War das der Grund gewesen? Damit er ihr seine Leibwächter aufdrängen konnte? Damit sie sich nicht vernünftig gegen diese Entscheidung wehren konnte? Er hatte erst davon abgelassen, als sie sich ihm über Wochen hinweg verweigert hatte und sich so weit von ihm entfremdet hatte, dass ihm keine andere Wahl mehr geblieben war. Er hätte sie sonst verloren. Das wusste er auch.
Und nun erschien auch die Drohung mit der Scheidung in einem anderen Licht. Hatte er das gemacht, damit sie gefügiger war? Damit sie auf ihn hörte wegen Vala, der an dem Tag mal wieder Streitthema gewesen war? Von dem er immernoch wollte, dass Axilla annahm, er habe Leander getötet? War das der Grund gewesen?
Ein Schluchzen ging durch Axillas Körper, und kurz löste sich die ganze Anspannung in einem kleinen Heulkrampf. Sie wusste es doch nicht! War das wirklcih wahr? Hatte Vala recht? Warum sollte er sie vor ihrem Mann warnen wollen? Warum sollte er das erfinden? Er wollte ja nichts von ihr! Gar nichts! Er hatte ihr nie irgendwelche Avancen gemacht, sie nie um etwas gebeten oder sie zu etwas genötigt. Im Gegenteil, jeder Gefallen, den sie ihm tat, musste sie vor ihm noch rechtfertigen. Warum also sollte er in diesem Punkt sie anlügen?
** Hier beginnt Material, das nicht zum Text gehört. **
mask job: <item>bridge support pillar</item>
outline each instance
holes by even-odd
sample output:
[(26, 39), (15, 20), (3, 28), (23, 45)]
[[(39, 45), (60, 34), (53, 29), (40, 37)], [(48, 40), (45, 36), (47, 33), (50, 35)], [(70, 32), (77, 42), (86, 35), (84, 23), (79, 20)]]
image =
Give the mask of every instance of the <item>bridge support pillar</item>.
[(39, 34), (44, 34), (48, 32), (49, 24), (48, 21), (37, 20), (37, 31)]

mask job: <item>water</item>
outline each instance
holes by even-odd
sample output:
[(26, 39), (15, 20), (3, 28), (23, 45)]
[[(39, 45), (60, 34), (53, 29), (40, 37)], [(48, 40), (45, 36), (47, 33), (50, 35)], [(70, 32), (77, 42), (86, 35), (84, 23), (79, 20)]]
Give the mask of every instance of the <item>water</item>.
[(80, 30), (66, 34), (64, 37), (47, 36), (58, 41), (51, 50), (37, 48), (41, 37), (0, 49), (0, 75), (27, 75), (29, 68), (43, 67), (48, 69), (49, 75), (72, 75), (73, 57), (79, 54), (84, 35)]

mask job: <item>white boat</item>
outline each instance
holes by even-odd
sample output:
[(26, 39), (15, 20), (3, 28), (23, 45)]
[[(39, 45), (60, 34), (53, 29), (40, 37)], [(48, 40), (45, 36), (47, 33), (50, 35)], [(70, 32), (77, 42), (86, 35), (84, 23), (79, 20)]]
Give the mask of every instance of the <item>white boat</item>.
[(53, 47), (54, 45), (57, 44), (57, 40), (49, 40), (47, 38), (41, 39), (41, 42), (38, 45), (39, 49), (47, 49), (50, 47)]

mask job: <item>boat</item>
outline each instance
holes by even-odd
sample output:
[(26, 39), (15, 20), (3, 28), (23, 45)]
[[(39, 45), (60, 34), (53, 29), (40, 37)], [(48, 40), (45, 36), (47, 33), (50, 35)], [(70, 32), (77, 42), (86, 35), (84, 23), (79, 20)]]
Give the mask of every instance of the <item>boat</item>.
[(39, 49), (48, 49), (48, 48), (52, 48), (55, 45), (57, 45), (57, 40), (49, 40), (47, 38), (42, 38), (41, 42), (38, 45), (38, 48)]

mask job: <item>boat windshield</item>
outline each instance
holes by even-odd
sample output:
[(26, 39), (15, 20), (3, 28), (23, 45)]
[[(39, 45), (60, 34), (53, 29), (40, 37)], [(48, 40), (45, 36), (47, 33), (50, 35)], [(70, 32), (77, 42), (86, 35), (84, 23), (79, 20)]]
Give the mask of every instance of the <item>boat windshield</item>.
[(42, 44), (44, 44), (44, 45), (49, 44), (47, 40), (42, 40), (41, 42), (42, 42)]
Axilla drehte sich auf den Bauch, schnappte das Kissen, biss vor Verzweiflung hinein, während ihr Körper durchgeschüttelt wurde. Die Beine zog sie an, so gut sie konnte. Es tat so sehr weh. Was, wenn es stimmte? Was dann?
Es dauerte eine Weile, ehe ihr Atem wieder ruhig ging. Mittlerweile wurde der Himmel draußen schon bleiern grau und hellte auf, doch noch war es Nacht. Sie hatte nicht mitbekommen, sollte sie doch einmal eingenickt sein und ein wenig geschlafen haben.
Sie musste Archias irgendwie darauf ansprechen. Das Thema darauf bringen. Sie brauchte Gewissheit. Sie konnte so nicht weiterleben. Nicht hier. Das zerriss sie. Sie musste wissen, ob er das tatsächlich getan hatte. Sie wollte ihn nicht verurteilen. Er liebte sie doch! Das wusste sie. Aber... war sie sich sicher?